Back in his Y Combinator days, Sam Altman wrote a blog post about what he called “the post YC slump.” At the end of the accelerator’s three-month program, Altman estimated that around 25% of the participating startups would be on the trajectory to build a multi-billion dollar company. But only a few of them actually did.
“These companies have a beautifully exponential growth curve during YC, and then a few months after YC is over, it essentially flatlines,” he wrote.
Why? Altman attributes the slump to a misplaced focus on what he calls “fake work,” like raising money and doing press, at the expense of what really matters: building products and growing. The root of the problem, essentially, is that the founders lose momentum.
“Momentum is everything in a startup. If you have momentum, you can survive most other problems. If you do not have momentum, nothing except getting momentum will solve your problems,” Altman said. He cites “never let the company lose momentum” as one of his few startup commandments.

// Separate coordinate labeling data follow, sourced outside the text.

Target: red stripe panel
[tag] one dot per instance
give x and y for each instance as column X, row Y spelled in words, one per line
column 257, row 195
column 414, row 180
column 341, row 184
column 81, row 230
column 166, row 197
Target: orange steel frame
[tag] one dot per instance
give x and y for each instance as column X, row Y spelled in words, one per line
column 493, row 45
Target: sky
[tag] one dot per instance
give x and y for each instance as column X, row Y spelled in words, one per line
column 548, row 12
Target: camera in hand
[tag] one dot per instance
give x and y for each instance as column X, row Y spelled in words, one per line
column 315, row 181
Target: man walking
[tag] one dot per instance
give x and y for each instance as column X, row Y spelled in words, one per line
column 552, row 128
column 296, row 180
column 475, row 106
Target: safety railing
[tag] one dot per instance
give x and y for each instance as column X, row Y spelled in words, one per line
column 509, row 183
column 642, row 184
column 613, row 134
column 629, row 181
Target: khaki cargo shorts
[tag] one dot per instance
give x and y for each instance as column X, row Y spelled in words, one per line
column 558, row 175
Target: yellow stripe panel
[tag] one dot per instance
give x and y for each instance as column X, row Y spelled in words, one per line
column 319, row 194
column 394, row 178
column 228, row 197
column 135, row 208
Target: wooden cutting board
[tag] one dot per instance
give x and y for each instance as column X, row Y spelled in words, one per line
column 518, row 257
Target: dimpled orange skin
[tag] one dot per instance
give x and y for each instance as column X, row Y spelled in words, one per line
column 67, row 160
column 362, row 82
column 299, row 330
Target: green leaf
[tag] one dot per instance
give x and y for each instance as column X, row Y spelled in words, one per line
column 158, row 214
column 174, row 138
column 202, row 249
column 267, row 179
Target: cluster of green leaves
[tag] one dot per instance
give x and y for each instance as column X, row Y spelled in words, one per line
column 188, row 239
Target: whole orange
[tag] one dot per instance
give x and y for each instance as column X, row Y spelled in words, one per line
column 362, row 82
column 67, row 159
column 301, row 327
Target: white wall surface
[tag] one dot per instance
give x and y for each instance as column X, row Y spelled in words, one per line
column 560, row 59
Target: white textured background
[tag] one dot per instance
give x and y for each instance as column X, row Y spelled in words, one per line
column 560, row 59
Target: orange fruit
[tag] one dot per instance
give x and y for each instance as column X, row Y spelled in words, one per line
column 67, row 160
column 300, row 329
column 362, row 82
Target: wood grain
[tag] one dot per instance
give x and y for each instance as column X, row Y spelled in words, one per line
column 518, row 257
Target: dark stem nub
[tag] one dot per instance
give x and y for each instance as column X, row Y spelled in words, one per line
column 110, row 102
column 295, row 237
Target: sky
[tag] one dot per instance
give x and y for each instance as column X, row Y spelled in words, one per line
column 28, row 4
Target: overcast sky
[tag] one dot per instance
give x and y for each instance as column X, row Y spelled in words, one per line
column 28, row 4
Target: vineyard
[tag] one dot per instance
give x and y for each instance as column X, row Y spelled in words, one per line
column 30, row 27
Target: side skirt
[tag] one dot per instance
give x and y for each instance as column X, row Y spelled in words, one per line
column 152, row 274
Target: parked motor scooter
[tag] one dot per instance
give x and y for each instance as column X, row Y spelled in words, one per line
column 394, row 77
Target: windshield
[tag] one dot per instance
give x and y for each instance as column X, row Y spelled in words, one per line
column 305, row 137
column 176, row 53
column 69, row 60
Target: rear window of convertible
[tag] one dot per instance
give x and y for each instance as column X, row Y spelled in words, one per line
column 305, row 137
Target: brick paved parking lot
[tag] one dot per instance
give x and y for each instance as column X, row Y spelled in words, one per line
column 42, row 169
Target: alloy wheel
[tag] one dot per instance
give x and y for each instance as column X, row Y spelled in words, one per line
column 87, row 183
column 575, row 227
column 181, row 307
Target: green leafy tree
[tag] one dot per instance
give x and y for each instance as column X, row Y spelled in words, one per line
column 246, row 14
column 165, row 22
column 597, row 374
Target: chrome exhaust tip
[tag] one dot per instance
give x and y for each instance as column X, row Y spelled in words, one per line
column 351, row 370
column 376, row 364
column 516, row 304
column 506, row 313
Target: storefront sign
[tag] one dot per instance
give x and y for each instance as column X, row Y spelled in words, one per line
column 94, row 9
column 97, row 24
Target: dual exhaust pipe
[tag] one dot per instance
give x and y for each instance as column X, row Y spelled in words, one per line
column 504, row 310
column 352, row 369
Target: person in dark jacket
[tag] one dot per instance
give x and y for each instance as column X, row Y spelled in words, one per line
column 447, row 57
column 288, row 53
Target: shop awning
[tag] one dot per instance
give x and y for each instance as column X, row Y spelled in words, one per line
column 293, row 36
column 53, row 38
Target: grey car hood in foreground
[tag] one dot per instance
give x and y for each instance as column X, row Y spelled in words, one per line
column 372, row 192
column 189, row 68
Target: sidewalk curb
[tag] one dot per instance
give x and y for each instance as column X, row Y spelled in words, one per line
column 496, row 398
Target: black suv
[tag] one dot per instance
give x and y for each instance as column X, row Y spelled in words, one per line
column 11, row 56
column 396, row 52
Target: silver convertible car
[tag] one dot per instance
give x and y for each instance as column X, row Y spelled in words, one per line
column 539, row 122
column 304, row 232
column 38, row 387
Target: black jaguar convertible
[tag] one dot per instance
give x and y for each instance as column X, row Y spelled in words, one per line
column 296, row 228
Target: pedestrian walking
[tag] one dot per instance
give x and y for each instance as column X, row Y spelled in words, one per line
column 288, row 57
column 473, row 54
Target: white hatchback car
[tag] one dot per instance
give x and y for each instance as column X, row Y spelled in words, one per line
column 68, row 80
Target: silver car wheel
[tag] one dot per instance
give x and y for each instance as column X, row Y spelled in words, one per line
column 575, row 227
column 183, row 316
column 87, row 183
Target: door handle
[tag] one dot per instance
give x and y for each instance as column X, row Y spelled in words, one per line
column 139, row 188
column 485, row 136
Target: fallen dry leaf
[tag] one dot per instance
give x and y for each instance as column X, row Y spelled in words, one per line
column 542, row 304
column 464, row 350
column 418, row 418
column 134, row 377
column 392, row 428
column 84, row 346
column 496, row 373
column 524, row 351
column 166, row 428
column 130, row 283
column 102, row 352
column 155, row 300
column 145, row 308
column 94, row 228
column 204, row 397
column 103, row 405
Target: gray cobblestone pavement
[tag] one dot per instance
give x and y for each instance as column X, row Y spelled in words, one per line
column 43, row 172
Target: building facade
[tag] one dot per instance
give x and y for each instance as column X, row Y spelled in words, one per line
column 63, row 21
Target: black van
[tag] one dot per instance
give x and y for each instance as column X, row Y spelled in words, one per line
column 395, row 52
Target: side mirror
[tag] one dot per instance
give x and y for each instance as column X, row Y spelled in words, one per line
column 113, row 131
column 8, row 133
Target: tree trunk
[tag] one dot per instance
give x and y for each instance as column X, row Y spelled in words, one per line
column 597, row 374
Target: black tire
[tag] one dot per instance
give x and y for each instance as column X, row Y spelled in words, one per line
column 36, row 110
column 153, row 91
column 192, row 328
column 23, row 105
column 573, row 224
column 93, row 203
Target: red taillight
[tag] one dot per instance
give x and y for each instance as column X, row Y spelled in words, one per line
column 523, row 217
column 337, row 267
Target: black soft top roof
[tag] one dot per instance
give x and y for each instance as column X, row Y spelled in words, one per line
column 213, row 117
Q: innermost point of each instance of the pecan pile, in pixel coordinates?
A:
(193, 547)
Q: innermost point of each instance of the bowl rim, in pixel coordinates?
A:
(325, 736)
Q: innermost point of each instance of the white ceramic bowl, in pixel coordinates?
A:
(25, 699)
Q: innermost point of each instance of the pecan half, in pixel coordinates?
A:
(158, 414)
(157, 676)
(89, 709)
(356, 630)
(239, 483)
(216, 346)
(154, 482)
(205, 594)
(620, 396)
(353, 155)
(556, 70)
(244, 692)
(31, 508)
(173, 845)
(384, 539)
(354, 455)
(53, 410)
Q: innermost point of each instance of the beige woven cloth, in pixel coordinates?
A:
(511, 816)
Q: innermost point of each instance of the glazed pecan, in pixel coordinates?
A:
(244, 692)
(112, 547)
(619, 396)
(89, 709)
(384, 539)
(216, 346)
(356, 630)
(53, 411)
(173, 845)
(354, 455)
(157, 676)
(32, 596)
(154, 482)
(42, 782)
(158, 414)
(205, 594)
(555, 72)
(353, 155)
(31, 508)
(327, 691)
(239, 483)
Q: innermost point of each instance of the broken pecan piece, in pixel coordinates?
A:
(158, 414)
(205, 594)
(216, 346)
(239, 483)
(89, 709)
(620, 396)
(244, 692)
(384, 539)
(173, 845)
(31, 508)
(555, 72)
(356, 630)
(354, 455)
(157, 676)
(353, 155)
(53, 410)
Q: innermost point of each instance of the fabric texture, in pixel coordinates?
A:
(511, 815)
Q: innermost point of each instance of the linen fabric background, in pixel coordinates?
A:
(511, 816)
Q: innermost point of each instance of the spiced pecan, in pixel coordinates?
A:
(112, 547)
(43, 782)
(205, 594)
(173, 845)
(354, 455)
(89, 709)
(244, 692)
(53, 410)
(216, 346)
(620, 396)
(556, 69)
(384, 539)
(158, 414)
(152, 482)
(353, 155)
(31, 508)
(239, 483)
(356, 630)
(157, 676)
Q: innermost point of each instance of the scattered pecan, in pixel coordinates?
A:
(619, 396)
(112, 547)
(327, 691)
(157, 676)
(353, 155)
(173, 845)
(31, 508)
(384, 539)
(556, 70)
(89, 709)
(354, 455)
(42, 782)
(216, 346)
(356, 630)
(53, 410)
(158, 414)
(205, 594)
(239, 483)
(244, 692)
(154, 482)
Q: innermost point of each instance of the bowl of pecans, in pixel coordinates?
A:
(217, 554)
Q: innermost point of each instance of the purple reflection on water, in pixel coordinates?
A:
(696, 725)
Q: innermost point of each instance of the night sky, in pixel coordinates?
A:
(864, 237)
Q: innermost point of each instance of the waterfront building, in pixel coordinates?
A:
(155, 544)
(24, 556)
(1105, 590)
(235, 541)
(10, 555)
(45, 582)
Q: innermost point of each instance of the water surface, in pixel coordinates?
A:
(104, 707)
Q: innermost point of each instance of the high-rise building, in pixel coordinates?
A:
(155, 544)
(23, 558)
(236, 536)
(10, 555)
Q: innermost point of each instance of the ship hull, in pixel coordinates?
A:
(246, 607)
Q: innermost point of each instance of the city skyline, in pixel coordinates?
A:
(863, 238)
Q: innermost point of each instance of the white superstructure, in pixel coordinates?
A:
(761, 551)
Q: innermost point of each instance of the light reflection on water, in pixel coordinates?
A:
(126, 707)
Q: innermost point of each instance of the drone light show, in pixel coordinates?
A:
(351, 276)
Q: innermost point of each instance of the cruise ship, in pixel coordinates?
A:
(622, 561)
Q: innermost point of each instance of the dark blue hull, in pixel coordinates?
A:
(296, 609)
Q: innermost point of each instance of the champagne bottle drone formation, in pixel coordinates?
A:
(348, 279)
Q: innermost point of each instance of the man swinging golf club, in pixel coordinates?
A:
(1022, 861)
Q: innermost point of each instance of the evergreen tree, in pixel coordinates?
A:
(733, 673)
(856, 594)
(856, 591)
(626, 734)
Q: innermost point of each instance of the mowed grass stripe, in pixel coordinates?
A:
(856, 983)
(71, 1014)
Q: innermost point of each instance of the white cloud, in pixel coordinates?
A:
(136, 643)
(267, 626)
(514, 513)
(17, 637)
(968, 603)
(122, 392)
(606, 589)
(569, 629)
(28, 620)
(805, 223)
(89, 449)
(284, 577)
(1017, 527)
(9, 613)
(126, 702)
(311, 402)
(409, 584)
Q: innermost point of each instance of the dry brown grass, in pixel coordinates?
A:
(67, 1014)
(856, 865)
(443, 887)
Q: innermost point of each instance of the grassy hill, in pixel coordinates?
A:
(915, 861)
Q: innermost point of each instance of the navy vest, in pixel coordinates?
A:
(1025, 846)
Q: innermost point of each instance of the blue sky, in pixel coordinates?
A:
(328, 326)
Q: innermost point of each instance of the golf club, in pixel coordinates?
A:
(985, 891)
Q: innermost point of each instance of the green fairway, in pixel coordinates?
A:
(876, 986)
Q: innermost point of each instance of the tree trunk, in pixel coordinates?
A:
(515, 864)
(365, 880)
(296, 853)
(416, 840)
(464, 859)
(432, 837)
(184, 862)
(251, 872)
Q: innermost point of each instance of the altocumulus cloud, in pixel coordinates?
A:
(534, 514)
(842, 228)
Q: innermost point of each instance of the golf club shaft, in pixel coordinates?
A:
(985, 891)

Building a company requires sustained, concerted effort over a long time, generating enough power to keep it going despite the obstacles. Here’s how to start — and keep it up — no matter what.
In physics, momentum is the product of an object’s mass and velocity. A train traveling at a high speed has momentum. So does a fastball thrown by a pitcher. In business, perhaps the best example of momentum is that of the “flywheel effect,” a term coined by Good to Great author Jim Collins.
“No matter how dramatic the end result, good-to-great transformations never happen in one fell swoop. In building a great company or social sector enterprise, there is no single defining action, no grand program, no one killer innovation, no solitary lucky break, no miracle moment,” Collins writes. “Rather, the process resembles relentlessly pushing a giant, heavy flywheel, turn upon turn, building momentum until a point of breakthrough, and beyond.” Jeff Bezos, who learned about Collins’s flywheel effect at a corporate retreat in 2001, credits it as “the secret sauce” behind Amazon’s long-term success.
Even startups that grow into successful businesses fail because they lose momentum. “When the momentum is lost, it’s as if the props have been knocked out from under their corporate strategy,” write Matthew S. Olson, Derek van Bever, and Seth Verry for Harvard Business Review. Think again, about the train: With enormous mass and a high velocity, there’s not much that can stop it. But even the highest-speed train will eventually slow to a stop if there’s nothing keeping it going.
You can’t gain momentum without movement. The key is to make those movements intentional.
Holly Liu, co-founder of the mobile gaming company Kabam, advises setting a clear and measurable goal that answers the question “how will we know when we succeed?” A specific goal can bring focus, which can lead to execution, which can lead to achievement. She suggests timeboxing, or allocating a predetermined amount of time, to achieve the goal in order to avoid heading toward a dead end (and therefore losing momentum).
“No matter how big or small, late stage or early stage, the most important thing you can do is pick a direction and then move,” Liu writes. Picking a direction at a later stage is more costly, and therefore takes more time. “However, if you are early, velocity is your exact advantage because you can pick a direction and move and repeat that over and over until you get growth and then momentum.”
If you’re struggling to build momentum even at an early stage, Forbes contributor Nell Derick Debevoise suggests flipping the script. Instead of starting with a goal or plan and identifying what it would take to get one step closer, consider what it would look like to start with action.
“Do something that you know or can imagine will advance the progress you want to make. Then explain why you did it — to yourself, to ‘make meaning,’ and publicly to employees and customers and any other stakeholders,” Debevoise advises. Then, you can connect the dots between the action, why you did it, and the bigger picture.
A founder I mentor would often arrive at our scheduled meetings brimming with enthusiasm about the new customers he’d netted. While it was great to see him on such a high, his excitement would visibly fizzle when I asked about his long-term paying customers, or followed up on previous clients. He admitted that none of them stuck around — they all had a different reason for leaving, or worse, they’d simply disappear.
It was clear this founder was more than capable of selling his product. But when it came to keeping them for the long haul, he struggled. I advised him to focus on improving the product itself. But despite his efforts, he couldn’t figure out how to make it indispensable.
This is a common problem for entrepreneurs. Finding the right product can take some trial and error, and lots of bootstrapped founders lose enthusiasm when they don’t see growth in their business. However, growth requires two things: 1) Continually improving your product and 2) bringing in people to use it.
I believe 50% of a founder’s time should be spent on product improvement, and 50% should be spent on generating users. I call this the 50/50 rule, and it’s crucial for maintaining momentum. My mentee was able to do the latter, but not the former, and his overemphasis on marketing and sales was causing him to stall. Split your time between them, and you’re much less likely to run out of steam.
Building momentum is critical to success. It requires motion to get started, and can be maintained by spending your time equally between developing your product and growing your customer base. The goal should be a company that operates like a high-speed train — once it gets going, it’s hard to stop.